Cardiac and Lymphocyte β-Adrenoceptors in Perinephritis Hypertension in the Rabbit

The effects of perinephritis hypertension on lymphocyte and cardiac beta-adrenoceptors in the rabbit were examined. Hypertensive animals 8-12 weeks after surgery had an increase in cardiac weight consistent with hypertrophy compared with sham-operated age-matched controls. Specific binding of [I125] iodocyanopindolol (ICYP) to cardiac ventricular membranes was reduced in the hypertensive animals (Bmax44 +/- 14 in hypertensives and 30 +/- 15 fmoles/mg protein in controls; p less than 0.01). However, weight-matched ventricles from a group of older sham-operated normotensive rabbits showed a similar cardiac beta-receptor number to that found in the hypertensive animals.
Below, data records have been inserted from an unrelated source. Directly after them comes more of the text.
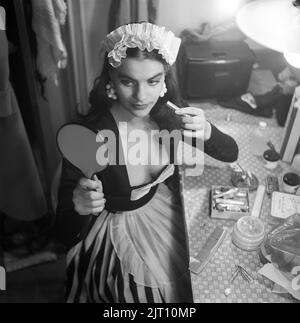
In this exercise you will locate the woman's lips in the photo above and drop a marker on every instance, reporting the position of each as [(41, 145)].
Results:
[(141, 106)]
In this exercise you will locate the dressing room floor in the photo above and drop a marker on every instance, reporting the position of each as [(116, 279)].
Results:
[(43, 283)]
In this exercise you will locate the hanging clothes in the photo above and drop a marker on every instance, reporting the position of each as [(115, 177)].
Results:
[(47, 18), (21, 193)]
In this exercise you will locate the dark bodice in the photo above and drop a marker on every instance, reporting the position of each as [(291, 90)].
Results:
[(115, 180)]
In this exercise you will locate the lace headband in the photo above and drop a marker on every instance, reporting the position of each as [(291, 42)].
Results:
[(143, 36)]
There were no changes in affinity of the ligand for the binding site. The reduction in cardiac beta-receptor density was not accompanied by changes in the chronotropic or blood pressure responses to isoprenaline in the conscious animal. Specific ICYP binding to lymphocyte beta-receptors did not differ significantly between the hypertensive and age-matched normotensive animals. Lymphocyte beta-adrenoceptors thus may not always reflect changes in heart beta-adrenoceptors, and changes in receptor density may not be directly related to blood pressure or have identifiable functional significance.